Our main approach to solve QAPs is a parallel branch-and-bound method using the Ubiquity Generator framework (UG), utilizing Newton-bracketing method to solve doubly nonnegative cone (DNN) relaxations.
In this talk, we present some preliminary numerical results of DNN-based branch-and-bound method and report the result that we have succeeded to update the lower bounds of instances in QAPLIB.
[03941] Closing Nonzero Duality Gaps in SDPs through Perturbations
Format : Talk at Waseda University
Author(s) :
Takashi Tsuchiya (National Graduate Institute for Policy Studies)
Bruno Lourenço (Institute of Statistical Mathematics)
Masakazu Muramatsu (The University of Electro-Communication)
Takayuki Okuno (Seikei University)
Abstract : Consider a primal-dual pair of SDP with nonzero duality gap. There are arbitrary small perturbations to make the pair strongly feasible with a common primal-dual optimal value $v$, say, zeroing duality gap. $v$ is not well-defined at zero (unperturbed problem) since the primal and dual have different optimal values, but it is continuous elsewhere. We analyze properties of $v$ around zero to demonstrate a few surprising and beautiful properties and establish connections to interior-point methods.
[04092] Maximum-Entropy Sampling: Algorithms and Application
Format : Talk at Waseda University
Author(s) :
Jon Lee (University of Michigan)
Marcia Fampa (Federal University of Rio de Janeiro)
Abstract : The maximum-entropy sampling problem (MESP) is to select a subset, of given size s, from a set of correlated Gaussian random variables, so as to maximize the differential entropy. MESP sits at the intersection of optimization, data science and information theory, and so it has attracted a lot of recent attention. We will give a broad overview of algorithmic work, concentrating on the many useful techniques related to various convex relaxations.

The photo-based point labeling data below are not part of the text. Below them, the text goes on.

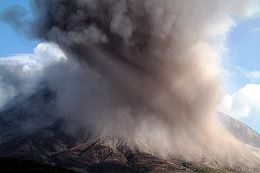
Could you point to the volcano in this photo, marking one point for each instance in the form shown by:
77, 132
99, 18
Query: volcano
86, 152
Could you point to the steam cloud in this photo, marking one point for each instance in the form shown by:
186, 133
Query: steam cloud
150, 68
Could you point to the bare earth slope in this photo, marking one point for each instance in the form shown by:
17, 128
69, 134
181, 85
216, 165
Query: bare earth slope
47, 143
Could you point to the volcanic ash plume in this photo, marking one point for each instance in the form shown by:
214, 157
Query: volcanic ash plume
151, 67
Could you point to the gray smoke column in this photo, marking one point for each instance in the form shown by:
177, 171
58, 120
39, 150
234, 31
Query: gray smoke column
151, 67
150, 52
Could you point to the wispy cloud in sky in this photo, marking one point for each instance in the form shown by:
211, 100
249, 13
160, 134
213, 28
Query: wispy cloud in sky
255, 29
19, 73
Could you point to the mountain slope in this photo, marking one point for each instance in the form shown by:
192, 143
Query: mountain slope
30, 128
238, 129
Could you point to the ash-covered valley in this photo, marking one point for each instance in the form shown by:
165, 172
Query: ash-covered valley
125, 86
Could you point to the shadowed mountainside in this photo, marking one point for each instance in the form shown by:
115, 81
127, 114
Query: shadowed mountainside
22, 136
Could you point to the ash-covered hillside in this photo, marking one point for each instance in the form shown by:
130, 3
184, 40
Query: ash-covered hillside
83, 151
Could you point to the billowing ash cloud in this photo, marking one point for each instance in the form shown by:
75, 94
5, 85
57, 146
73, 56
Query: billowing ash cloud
148, 68
152, 54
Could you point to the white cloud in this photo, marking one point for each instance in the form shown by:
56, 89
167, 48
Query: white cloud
253, 76
257, 29
19, 73
242, 102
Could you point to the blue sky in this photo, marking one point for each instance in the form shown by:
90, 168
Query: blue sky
11, 41
243, 62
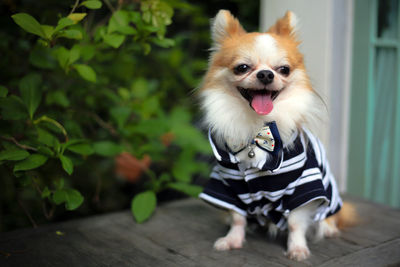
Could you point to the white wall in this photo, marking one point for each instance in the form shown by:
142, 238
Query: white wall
326, 32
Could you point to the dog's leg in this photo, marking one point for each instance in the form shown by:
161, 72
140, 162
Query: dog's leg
235, 237
298, 221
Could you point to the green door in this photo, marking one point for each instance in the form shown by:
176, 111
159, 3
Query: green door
374, 148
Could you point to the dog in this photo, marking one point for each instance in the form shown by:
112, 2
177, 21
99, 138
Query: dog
260, 109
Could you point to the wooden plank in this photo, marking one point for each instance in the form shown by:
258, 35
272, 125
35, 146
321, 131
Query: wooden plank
182, 233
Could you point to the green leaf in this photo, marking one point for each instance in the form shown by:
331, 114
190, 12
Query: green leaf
12, 108
107, 148
59, 184
92, 4
62, 55
71, 197
58, 98
29, 24
115, 40
86, 72
120, 114
31, 162
31, 92
119, 22
87, 51
63, 23
82, 149
46, 138
189, 189
165, 42
3, 91
67, 164
74, 54
13, 154
42, 57
71, 34
143, 205
45, 192
48, 31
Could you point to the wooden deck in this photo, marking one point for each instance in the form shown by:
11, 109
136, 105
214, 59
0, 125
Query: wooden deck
182, 233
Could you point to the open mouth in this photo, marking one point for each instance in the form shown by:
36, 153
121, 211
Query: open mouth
260, 100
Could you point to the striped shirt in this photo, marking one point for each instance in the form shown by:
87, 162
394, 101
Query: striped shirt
284, 181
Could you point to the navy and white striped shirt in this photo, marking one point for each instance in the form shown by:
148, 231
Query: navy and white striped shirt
287, 180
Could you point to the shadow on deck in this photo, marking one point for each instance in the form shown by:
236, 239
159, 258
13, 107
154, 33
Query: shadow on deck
182, 233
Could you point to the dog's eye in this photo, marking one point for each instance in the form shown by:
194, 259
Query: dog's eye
240, 69
284, 70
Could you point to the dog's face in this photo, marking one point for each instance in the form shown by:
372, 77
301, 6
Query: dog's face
256, 66
255, 78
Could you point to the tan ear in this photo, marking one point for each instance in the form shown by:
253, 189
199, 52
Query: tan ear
287, 25
224, 25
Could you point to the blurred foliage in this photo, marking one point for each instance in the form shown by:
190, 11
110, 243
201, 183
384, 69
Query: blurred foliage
95, 90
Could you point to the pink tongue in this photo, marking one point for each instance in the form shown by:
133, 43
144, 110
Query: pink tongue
262, 103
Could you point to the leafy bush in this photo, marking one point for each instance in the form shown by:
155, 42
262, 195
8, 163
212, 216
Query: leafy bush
81, 97
93, 91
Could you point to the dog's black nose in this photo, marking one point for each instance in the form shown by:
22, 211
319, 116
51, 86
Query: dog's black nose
265, 76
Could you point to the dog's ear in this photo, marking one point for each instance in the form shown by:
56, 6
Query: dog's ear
287, 25
224, 25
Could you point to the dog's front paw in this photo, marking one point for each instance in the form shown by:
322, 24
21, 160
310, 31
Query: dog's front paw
298, 253
228, 242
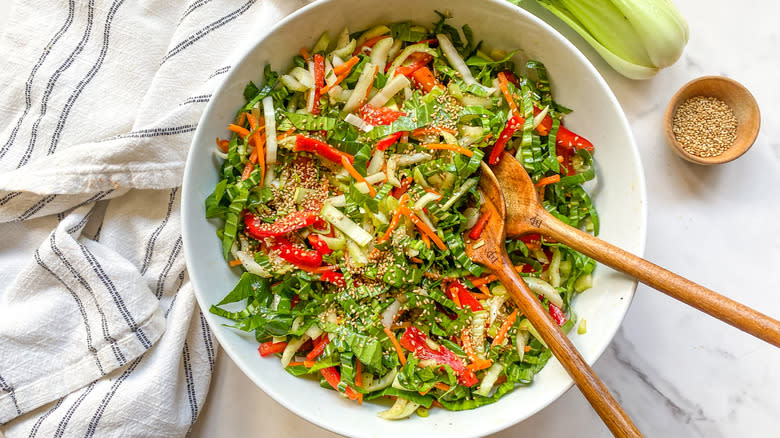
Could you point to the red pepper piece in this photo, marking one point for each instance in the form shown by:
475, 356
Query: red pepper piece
293, 221
568, 139
399, 191
512, 125
297, 256
336, 278
379, 116
417, 61
319, 81
388, 141
415, 341
324, 150
332, 375
318, 244
476, 231
271, 347
319, 347
464, 297
557, 314
424, 79
369, 43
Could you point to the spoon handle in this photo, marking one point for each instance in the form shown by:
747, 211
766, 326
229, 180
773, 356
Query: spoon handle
583, 375
680, 288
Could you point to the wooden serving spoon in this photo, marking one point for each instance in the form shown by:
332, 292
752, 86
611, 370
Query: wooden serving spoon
489, 251
525, 214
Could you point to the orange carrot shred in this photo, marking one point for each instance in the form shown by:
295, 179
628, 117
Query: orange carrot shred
394, 221
548, 180
504, 328
397, 346
240, 130
503, 83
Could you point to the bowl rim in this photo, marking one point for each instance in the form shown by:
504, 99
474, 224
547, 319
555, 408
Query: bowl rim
191, 256
675, 102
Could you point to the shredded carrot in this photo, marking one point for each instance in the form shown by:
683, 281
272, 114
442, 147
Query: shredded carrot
285, 134
453, 293
481, 281
240, 130
451, 147
426, 240
346, 66
503, 83
223, 145
358, 177
397, 346
394, 221
258, 138
442, 386
248, 168
548, 180
424, 228
504, 329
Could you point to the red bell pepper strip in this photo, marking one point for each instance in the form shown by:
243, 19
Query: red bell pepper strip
417, 61
332, 375
293, 221
379, 116
369, 43
336, 278
557, 314
319, 347
271, 347
388, 141
399, 191
297, 256
465, 299
424, 79
319, 81
415, 341
512, 125
324, 150
476, 231
318, 244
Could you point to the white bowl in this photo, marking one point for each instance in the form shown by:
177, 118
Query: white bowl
619, 197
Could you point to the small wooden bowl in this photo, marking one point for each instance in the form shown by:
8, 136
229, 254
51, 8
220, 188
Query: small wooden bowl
736, 96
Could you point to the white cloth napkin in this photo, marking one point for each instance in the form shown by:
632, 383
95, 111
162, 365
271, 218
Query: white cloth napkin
100, 334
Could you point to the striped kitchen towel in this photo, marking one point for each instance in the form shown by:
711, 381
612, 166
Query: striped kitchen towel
100, 334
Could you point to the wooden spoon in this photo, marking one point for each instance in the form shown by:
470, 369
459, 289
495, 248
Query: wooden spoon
491, 253
526, 215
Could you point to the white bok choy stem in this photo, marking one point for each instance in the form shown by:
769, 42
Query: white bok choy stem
393, 86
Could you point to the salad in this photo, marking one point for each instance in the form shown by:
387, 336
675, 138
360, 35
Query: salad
348, 185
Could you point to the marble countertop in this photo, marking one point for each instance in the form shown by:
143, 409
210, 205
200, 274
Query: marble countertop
677, 372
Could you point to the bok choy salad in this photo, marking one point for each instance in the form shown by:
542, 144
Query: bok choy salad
348, 186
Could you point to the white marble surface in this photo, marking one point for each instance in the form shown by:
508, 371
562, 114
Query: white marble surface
678, 373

[03117] A role of semidefinite relaxation in mathematics of phase retrieval
Format : Talk at Waseda University
Author(s) :
Ryoko Oishi-Tomiyasu (Kyushu University)
Abstract : In phase retrieval, a signal x is recovered from the amplitude |Ax| for a fixed linear operation A such as the Fourier transform. In crystallography, $x$ is a sum of finitely many Gaussian-like functions that represents the periodic discrete structure of atoms. We introduce that semidefinite relaxation works to determine the uniqueness of solutions and gain all the global solutions in this type of problem, mentioning an application found in a joint work with scientists.
[03176] Exact Convergence Rate of Alternating Projections
Format : Talk at Waseda University
Author(s) :
Yoshiyuki Sekiguchi (Tokyo University of Marine Science and Technology)

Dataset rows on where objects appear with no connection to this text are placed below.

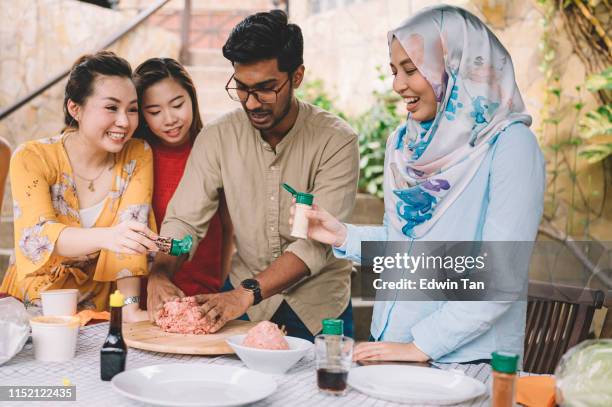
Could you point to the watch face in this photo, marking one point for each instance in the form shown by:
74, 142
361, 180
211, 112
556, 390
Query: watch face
250, 284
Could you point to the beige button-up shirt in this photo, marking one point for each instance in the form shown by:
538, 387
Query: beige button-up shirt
319, 155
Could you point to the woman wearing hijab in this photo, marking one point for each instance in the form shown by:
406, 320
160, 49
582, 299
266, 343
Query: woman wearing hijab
463, 167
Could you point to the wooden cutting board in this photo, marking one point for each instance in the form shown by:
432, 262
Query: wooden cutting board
147, 336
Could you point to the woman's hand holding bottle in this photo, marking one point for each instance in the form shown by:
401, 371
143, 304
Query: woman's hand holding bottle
129, 237
323, 226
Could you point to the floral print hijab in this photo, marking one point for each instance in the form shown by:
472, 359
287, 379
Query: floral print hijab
429, 164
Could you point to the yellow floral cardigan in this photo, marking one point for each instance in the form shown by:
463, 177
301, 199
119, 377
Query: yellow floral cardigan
45, 202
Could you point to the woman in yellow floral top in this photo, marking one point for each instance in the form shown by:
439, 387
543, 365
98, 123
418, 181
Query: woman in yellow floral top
82, 199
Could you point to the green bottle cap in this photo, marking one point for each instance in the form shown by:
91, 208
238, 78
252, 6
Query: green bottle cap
333, 327
504, 362
181, 246
300, 197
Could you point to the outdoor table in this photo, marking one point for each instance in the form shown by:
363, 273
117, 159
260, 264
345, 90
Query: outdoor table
296, 388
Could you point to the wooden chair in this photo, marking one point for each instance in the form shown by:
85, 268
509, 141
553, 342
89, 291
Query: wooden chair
558, 317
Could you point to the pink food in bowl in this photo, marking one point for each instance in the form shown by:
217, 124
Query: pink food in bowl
266, 335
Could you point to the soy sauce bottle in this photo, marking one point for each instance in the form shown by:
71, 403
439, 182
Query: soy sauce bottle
114, 351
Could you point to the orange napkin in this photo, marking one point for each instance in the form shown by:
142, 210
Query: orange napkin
536, 391
87, 315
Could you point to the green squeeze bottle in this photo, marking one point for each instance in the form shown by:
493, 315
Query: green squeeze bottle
174, 247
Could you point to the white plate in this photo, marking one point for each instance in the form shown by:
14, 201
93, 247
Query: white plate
412, 384
194, 384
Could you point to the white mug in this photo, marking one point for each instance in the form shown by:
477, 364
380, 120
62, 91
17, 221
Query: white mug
54, 338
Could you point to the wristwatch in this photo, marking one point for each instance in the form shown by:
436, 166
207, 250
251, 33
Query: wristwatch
252, 285
131, 300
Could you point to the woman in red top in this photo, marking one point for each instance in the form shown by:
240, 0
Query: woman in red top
170, 121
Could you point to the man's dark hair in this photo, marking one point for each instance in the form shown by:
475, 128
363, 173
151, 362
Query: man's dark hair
266, 36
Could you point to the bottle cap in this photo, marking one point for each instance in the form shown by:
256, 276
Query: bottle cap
333, 327
504, 362
117, 299
182, 246
300, 197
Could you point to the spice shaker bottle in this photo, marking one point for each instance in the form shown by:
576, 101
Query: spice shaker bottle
504, 378
303, 201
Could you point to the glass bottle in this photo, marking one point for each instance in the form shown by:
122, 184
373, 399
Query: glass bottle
114, 351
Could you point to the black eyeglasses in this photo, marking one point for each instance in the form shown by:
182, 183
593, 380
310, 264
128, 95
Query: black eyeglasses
262, 95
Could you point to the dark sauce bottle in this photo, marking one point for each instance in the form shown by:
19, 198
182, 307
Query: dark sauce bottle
331, 378
114, 351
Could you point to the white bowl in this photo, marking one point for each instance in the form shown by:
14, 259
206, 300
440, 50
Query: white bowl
270, 361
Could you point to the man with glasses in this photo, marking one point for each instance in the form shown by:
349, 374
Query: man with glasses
249, 153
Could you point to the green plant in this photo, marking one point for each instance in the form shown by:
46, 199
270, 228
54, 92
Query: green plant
595, 128
576, 142
373, 128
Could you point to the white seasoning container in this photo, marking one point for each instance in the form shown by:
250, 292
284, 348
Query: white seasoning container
303, 202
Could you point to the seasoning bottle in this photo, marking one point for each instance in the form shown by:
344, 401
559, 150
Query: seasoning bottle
114, 351
303, 201
504, 378
332, 375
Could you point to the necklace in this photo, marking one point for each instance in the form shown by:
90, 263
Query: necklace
91, 186
91, 181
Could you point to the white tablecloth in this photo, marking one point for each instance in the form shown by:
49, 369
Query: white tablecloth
296, 388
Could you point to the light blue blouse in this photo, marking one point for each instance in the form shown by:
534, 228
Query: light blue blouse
503, 202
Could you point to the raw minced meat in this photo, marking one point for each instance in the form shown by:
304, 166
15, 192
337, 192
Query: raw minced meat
182, 316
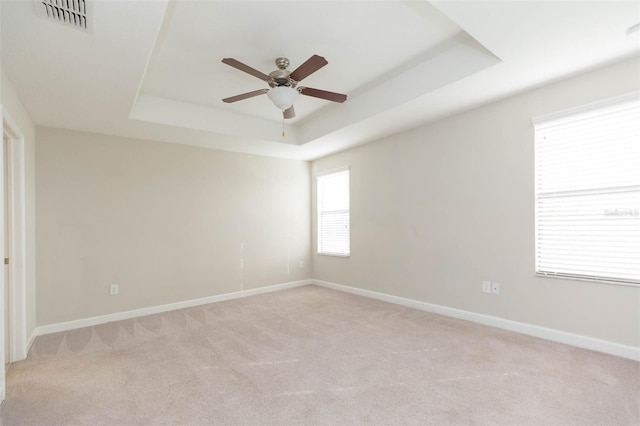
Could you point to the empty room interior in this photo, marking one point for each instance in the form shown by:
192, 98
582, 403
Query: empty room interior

Hiroyuki Ochiai (Kyushu University)
Hayato Waki (Kyushu University)
Abstract : We investigate the exact convergence rate of alternating projections for the nontransversal intersection of $S^n_+$ and an affine space. When the affine space is a line, we analyze the Newton polygon associated with the characteristic polynomial of the parametrizing matrix of the line and show that the convergence rate can be estimated by comparing ranks of submatrices of the basis matrix. We also investigate alternating projections for $S^3_+$ and a three dimensional affine space.
[05522] Bridging Distributional and Risk-sensitive Reinforcement Learning with Provable Regret Bounds
Format : Talk at Waseda University
Author(s) :
Zhiquan Luo
Zhi-Quan Luo (The Chinese University of Hong Kong, Shenzhen)
Abstract : Risk-sensitive decision-making is vital in high-stakes fields like finance and medicine. Risk-sensitive reinforcement learning maximizes a risk measure instead of expected return. The exponential risk measure is widely used but involves complex algorithms and regret analysis. We propose a novel distributional reinforcement learning (DRL) algorithm for RSRL with a regret guarantee. Our approach utilizes risk-sensitive distributional dynamic programming and provides a regret upper bound via distributional optimism, while fixing and tightening the minimax lower bound.